A organização caiçara em tempos de COVID-19.

Eduardo Ueda
TERRAMARES
Published in
3 min readApr 4, 2020

A pandemia do novo coronavírus vêm alterando a vida de todos. Para as comunidades tradicionais do litoral norte paulista não é diferente, com o diferencial que esta população tem que lidar com visitantes um tanto inconvenientes.

Desde o início de março (2020), quando finalmente a crise sanitária foi apresentada de forma séria para a população, muitos turistas tiveram a brilhante ideia de fazer estoques de alimentos e vir para o litoral passar férias fora de hora em suas casas em condomínios de luxo.

“Coronavírus não é férias. Mais respeito aos caiçaras! Estamos atentos à convenção OIT 169”
Reprodução/ Coletivo Caiçara de São Sebastião.

Esse povo da cidade grande pensou: “já que o shopping fechou, porque não vamos à praia?”.

Eu respondo, caro turista: 1. Porque as medidas de isolamento social visam diminuir a circulação de pessoas, se deslocar de sua cidade até o litoral com certeza não é a melhor forma de fazer isso; 2. As cidades do litoral não tem estrutura para suportar o aumento na demanda de serviços públicos. Você sabia que na temporada de veraneio é comum faltar água e luz por causa do aumento do consumo? Isso sem falar na baixa capacidade de atendimento do sistema de saúde da nossa região. A maior cidade do litoral norte, Caraguatatuba-SP, têm apenas 29 leitos com respiradores.

Como se não bastasse esse povo frequentando as praias em total desrespeito às medidas de isolamento e, principalmente, aos moradores locais, muitos desses senhores, crias de condomínio, ainda exigem que os caseiros(as) e trabalhadores(as) domésticos(as) frequentem suas casas para limpar sua sujeira.

Diante dessa situação, e da letargia do poder público, as comunidades tradicionais do litoral norte de São Paulo e da Serra da Bocaína, respaldados pela Constituição Federal Brasileira, pelo decreto federal 6040/2007, e pela Convenção 169 da Organização Internacional do Trabalho que trata dos direitos de comunidades tradicionais sobre seu território, organizaram-se para adotar medidas avançadas de autodefesa, fazendo valer de fato o isolamento social.

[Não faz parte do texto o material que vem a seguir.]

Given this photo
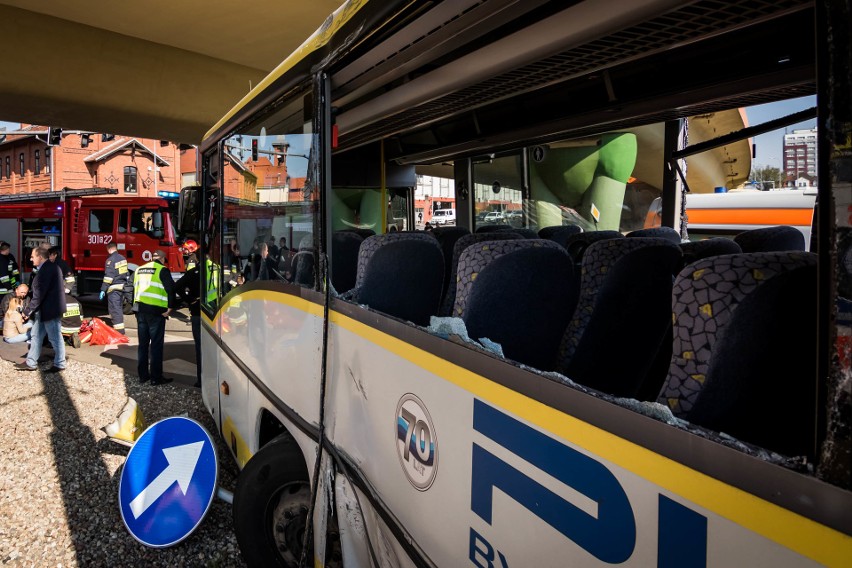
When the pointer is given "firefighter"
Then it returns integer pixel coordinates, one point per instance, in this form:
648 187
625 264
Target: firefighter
115 277
9 274
189 249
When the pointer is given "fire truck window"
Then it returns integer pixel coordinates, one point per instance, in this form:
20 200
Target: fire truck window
102 220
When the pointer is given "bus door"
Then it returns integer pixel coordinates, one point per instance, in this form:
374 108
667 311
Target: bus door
269 316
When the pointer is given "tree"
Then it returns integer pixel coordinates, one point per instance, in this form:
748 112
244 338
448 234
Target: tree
767 177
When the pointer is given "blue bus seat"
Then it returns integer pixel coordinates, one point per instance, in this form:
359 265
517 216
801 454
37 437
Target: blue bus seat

Reprodução/ Associação Boneteira de Resistência Caiçara.

As comunidades tradicionais da baía de Castelhanos e Bonete na Ilhabela-SP, organizados em comissões emergenciais para lidar com a COVID-19, foram as primeiras a decretar o isolamento das comunidades, seguidas pelos moradores da Praia da Fome. Ninguém entra, ninguém sai. Somente em casos de urgência, e nesse caso a pessoa que sair deve ficar em quarentena sem sair da sua casa.

Em Ubatuba, moradores da trilha das Sete Praias (da Lagoinha até Forteleza) e das praias da Fortaleza, Camburi e Ubatumirim, além do Quilombo da Caçandoca, também aderiram ao movimento de isolamento realizando bloqueios nas vias de acesso às comunidades.

Reprodução/ Mario do Quilombo Caçandoca.

Em Angra dos Reis-RJ os moradores de Ilha Grande realizaram um bloqueio no mar com barreiras flutuantes para impedir que barcos de turistas atracassem na ilha. E em Parati-RJ os moradores da Praia do Sono recentemente bloquearam a trilha de acesso à comunidade.

Reprodução/ Associação de Moradores Originários da Praia do Sono.

Esse movimento orgânico das comunidades tradicionais do litoral busca preservar a vida de sua população, principalmente de seus idosos, guardiões da memória e sabedoria. Mas também podem ser lidos como mais um passo em direção da autonomia e autodeterminação dessas comunidades sobre seus territórios. As medidas adotadas são um novo marco na organização caiçara e demonstram um elevado nível de consciência social.

Bem diferente do povo de condomínio…

Quer colaborar com os caiçaras?

  • Não vá para a praia, fique em casa;
  • Respeite e valorize os saberes tradicionais;
  • Acompanhe e colabore com a luta desses povos. (Você pode encontrar links das páginas das organizações caiçaras nas legendas das imagens acima);
  • Se puder, faça uma doação ao Fundo Emergencial Ubatuba/COVID-19.